In Barrique-Fässern reifen die beiden letzten Jahrgänge, 2016 und 2017, des Château Canonla-Gaffelière. Nebenan werden die abgefüllten Flaschen, Jahrgang 2015, mit dem feudalen Etikett, das Neipperg’sche Wappen in erhabenem Stahlstich, mittels modernster Computertechnik einzeln gekennzeichnet, registriert und sorgfältig in Holzkisten verpackt. Palettenweise werden die edlen Tropfen in alle Welt versandt. Graf Neipperg war einer der ersten Bordeaux-Winzer, der seine Weine im Ausland vorstellte. Selbst und höchstpersönlich!

„Es ist gut zu wissen, wo man herkommt, aber der Blick in den Rückspiegel allein genügt nicht, man muss auch durch die Windschutzscheibe, in die Zukunft, schauen“, sagt Neipperg, der unter seinesgleichen erfolgreiche Unternehmer oft vermisst.

Rund zweieinhalb Monate im Jahr ist der Winzer auf Reisen. Mit seinem Blick durch die Windschutzscheibe und gutem Gespür für kommende Märkte hat er ein weltweites Vertriebsnetz auf gebaut, verkauft seinen Rotwein nach Asien, Nord- und Südamerika und in den Osten.

Die Nachfrage übersteigt das Angebot. Seine Weine kann man nicht einfach mal so kaufen. Wenn sie im Frühjahr zur Verkostung nach Bordeaux auf den Markt kommen, werden die Händler nervös und überbieten sich gegenseitig. In weniger als einer Stunde ist die gesamte Jahresproduktion verkauft.

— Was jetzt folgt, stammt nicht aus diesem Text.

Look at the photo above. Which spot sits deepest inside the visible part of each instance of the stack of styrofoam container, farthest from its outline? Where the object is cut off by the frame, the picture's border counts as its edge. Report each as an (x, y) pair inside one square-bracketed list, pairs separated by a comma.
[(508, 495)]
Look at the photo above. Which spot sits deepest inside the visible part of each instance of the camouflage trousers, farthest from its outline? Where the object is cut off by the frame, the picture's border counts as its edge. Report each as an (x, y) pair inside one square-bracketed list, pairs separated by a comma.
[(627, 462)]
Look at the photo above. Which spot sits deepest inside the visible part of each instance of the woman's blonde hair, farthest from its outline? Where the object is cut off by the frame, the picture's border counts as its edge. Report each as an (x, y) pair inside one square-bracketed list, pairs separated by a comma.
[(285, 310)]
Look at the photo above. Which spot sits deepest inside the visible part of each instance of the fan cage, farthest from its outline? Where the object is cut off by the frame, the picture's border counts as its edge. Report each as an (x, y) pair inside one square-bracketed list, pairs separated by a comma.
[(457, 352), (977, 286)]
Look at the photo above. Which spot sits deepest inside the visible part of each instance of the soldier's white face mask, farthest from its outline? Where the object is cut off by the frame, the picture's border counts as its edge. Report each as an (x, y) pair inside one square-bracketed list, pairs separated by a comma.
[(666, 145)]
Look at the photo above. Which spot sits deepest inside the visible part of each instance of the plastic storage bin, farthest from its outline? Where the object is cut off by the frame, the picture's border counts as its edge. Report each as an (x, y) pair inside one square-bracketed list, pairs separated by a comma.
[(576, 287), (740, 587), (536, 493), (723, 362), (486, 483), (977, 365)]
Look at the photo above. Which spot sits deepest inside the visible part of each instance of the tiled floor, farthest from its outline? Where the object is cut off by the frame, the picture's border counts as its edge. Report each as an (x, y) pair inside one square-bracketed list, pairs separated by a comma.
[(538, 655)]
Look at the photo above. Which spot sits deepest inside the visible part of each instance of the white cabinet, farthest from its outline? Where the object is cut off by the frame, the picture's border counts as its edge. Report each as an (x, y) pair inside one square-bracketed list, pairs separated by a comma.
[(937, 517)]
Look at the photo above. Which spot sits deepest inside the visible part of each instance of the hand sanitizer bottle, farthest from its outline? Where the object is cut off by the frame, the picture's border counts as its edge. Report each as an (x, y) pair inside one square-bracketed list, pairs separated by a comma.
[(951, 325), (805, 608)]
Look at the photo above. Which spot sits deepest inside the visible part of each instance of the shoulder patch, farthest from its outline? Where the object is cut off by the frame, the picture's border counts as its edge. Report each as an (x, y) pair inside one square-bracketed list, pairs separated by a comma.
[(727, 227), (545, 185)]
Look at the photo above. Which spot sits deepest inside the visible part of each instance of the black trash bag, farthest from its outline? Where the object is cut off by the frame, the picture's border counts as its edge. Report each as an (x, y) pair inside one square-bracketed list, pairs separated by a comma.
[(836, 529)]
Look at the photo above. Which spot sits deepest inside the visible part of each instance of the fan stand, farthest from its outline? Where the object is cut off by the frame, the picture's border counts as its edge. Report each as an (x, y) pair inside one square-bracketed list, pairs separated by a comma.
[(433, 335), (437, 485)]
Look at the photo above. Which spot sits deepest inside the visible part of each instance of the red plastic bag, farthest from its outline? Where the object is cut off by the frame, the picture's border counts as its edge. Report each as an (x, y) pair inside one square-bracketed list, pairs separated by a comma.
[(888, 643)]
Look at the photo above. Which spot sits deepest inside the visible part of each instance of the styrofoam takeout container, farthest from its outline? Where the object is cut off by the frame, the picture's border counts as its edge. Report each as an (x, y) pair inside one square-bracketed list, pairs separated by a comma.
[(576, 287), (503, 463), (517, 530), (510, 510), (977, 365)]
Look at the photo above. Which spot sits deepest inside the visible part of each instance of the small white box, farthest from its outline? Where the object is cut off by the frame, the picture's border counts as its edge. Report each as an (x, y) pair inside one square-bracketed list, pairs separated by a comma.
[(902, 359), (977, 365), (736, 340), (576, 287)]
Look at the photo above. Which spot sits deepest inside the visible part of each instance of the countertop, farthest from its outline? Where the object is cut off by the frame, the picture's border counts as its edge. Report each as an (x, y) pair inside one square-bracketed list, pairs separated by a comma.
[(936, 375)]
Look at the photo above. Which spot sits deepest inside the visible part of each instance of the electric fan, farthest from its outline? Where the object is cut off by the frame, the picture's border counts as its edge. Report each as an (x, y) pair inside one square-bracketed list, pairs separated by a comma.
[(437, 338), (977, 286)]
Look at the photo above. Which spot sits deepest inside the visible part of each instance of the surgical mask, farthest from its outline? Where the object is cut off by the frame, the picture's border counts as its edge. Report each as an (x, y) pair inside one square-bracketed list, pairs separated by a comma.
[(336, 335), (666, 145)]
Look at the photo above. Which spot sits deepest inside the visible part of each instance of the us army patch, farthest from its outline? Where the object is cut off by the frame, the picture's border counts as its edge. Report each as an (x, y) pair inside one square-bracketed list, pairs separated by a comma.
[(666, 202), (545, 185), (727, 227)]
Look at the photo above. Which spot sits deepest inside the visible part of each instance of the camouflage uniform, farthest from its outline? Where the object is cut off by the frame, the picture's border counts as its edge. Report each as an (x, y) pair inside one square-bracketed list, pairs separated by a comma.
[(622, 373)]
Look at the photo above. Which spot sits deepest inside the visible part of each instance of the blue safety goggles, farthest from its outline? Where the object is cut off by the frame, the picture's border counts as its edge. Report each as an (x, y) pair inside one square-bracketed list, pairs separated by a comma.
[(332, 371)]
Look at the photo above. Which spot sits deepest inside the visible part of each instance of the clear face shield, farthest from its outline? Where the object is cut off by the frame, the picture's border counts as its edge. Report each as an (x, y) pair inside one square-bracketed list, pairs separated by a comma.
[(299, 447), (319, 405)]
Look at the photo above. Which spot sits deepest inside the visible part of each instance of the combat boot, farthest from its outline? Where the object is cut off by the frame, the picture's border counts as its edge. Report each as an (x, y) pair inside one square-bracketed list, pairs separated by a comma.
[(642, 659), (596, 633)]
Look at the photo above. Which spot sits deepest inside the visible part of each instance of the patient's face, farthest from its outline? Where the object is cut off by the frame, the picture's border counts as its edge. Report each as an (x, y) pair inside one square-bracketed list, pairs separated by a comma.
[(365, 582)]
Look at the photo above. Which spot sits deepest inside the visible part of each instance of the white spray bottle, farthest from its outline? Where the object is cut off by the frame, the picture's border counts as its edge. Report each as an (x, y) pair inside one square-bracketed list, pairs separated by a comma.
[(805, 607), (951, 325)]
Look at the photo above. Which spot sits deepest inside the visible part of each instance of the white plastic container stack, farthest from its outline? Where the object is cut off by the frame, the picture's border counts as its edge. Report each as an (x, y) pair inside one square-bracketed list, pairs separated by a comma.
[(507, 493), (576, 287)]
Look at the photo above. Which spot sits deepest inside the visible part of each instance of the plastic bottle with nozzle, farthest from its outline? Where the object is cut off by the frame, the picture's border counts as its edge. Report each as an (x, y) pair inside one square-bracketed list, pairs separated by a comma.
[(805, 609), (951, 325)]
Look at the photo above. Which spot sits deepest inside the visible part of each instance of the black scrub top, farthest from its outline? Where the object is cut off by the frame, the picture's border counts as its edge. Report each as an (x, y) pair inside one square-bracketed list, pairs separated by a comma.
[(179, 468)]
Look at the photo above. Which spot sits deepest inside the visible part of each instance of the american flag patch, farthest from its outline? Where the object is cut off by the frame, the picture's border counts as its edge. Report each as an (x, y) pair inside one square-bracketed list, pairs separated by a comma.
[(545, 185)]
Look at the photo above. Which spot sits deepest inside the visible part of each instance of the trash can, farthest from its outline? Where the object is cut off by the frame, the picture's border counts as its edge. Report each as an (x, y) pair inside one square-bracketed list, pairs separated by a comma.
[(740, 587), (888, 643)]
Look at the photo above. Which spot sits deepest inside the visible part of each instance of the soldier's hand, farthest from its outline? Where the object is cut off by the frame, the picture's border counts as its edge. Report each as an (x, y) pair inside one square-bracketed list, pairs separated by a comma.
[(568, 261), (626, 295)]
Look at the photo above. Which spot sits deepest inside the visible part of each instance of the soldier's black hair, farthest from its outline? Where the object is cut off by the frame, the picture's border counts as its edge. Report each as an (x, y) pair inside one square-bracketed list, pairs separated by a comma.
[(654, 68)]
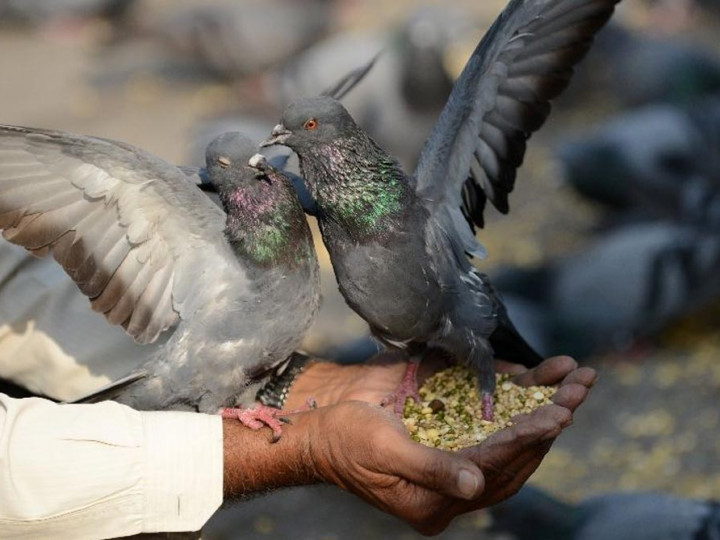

Genießerisch blickt der „Weinkönig“ in unsere staunenden Gesichter und schickt gleich hinterher: „Der Erfolg kommt nicht von selbst. Wir gehören nicht zu denen, die in einem früheren Leben reüssiert haben und dann mit viel Geld ins Bordeaux kamen. Ich musste immer mit Banken zusammenarbeiten und gut wirtschaften.“

Es ist ihm gelungen. Graf Neipperg bewirtschaftet nicht nur fünf Weingüter und ist an zwei weiteren Weingütern im Bordeaux beteiligt. Seit ein paar Jahren wachsen seine Reben auch auf den thrakischen Hügeln bei Plovdiv in Bulgarien, engagiert er sich mit Ingrid v. Essen in Südafrika auf dem Weingut „Capaia“.

Ganz benommen von so vielen Aktivitäten torkeln wir ans Tageslicht. Unwillkürlich blickt der Winzer zum Himmel. „Hält das Wetter? Jetzt bloß kein Sturm!“ Der Countdown bis zur Lese 2018 läuft … Alles ist gut. Noch immer strahlt die Sonne vom wolkenlosen Himmel. Stephan Graf v. Neipperg und seine Frau Sigweis freuen sich. Die langen heißen Sommertage versprechen einen Spitzenwein.